Certains auteurs ont essayé de deviner ce qu’avait pu être
la vie de Saint Joseph en la resituant dans son contexte contemporain, et ont
parfois été amenés à faire des suppositions, plausibles, certes, mais sans
fondements historiques ou théologiques véritables. Alors il a semblé
intéressant d’aller rechercher ce que quelques grands mystiques avaient pu voir
et comprendre dans leurs visions dont certaines sont particulièrement
appréciées. Il ne s’agit pas de compléter l’Évangile, mais d’essayer de mieux
comprendre ce qui, au long des années, a peu à peu constitué la sainteté de
celui qui fut le père adoptif de Jésus.
Dans ce qui suit ces deux points de vue seront
successivement envisagés:
Dans une première partie seront exposées les idées et les
opinions émises par divers théologiens.

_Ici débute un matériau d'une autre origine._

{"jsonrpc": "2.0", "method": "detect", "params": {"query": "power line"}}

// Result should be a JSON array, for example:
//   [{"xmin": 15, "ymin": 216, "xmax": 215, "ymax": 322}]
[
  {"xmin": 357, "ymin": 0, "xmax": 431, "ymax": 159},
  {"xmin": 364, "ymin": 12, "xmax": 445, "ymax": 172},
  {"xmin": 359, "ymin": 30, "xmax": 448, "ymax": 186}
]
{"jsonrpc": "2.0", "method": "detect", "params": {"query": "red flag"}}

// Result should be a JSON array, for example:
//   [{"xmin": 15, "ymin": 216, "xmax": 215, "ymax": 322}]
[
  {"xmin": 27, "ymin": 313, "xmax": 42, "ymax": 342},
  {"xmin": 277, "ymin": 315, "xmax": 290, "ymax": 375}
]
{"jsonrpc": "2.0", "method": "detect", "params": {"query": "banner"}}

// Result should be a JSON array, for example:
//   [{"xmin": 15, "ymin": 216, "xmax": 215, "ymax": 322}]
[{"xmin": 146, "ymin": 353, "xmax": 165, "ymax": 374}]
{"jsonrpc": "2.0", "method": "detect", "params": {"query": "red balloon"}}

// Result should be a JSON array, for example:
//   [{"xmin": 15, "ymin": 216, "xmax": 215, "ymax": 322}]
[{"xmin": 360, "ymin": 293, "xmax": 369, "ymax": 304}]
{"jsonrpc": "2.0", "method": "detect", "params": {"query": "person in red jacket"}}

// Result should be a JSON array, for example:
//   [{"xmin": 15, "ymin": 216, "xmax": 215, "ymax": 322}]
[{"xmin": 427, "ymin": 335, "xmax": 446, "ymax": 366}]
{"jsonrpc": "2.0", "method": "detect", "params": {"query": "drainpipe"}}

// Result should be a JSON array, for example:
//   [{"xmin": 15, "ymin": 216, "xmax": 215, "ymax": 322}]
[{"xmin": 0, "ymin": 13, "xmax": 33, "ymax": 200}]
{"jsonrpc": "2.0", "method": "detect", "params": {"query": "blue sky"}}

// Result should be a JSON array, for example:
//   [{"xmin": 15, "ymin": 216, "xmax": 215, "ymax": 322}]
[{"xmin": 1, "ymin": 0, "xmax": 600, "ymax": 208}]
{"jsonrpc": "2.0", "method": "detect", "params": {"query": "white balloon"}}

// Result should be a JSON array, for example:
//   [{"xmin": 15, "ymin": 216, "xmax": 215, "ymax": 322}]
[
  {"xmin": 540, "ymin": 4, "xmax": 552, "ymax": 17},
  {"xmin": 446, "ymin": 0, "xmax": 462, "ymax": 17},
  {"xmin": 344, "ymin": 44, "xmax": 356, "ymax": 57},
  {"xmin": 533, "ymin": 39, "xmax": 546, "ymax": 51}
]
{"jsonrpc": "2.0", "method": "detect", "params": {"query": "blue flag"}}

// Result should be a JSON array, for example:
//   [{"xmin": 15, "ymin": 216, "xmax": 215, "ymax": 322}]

Dans une deuxième partie on essaiera de
mieux comprendre ce que furent la vie et la sainteté de Saint Joseph, en le
suivant dans sa vie quotidienne, grâce aux visions de quelques mystiques, avec,
évidemment toute la prudence et toutes les précautions et les réserves qui
s’imposent.
Utiliser les visions des mystiques, même si la sainteté de
leurs bénéficiaires est incontestable, pourrait sembler hasardeux à l’homme
d’aujourd’hui. Pourtant de grands hommes font encore confiance à ceux que Dieu
a appelés et continue d’appeler, afin d’expliciter davantage sa Parole, et à la
rendre plus vivante et plus actuelle. Ainsi, le Père Tallec
écrivait dans le journal La Croix du
21 mars 1997:
“La Parole de Dieu est tellement pleine de vie qu’elle
n’est pas fossiliséé dans les seuls textes explicites
des Évangiles. D’une certaine manière on peut oser avancer: les Saintes
Écritures dépassent la simple écriture d’un texte. La meilleure preuve, c’est la Tradition vivante source de la
Révélation.
Dans le domaine de la
contemplation, l’imagination s’en donne à coeur joie pour se figurer de manière
réaliste quelles ont pu être les relations des personnes qui ont rencontré le
Christ... A chacun donc d’écrire sa copie d’Évangile qui soit une réponse
personnalisée à la Nouvelle qu’il annonce.”
[1]
La remarque du Père Tallec se
trouve amplement justifiée lorsque les archéologues modernes retrouvent, lors
des fouilles auxquelles ils se livrent, des monuments, des sites, ou des
constructions oubliées depuis longtemps correspondant exactement aux
descriptions qui en furent données par des mystiques, souvent peu ou pas cultivés
du tout, et n’ayant, de surcroît, jamais voyagé.
Comme tous les enfants juifs, le petit Joseph reçut la
circoncision huit jours après sa naissance. C’est à cette occasion qu’il sera
nommé officiellement Joseph.” La cérémonie
se déroulait en présence imaginaire du prophète Élie, le précurseur du Messie,
car tout garçon qui naît est un Messie possible.” [2]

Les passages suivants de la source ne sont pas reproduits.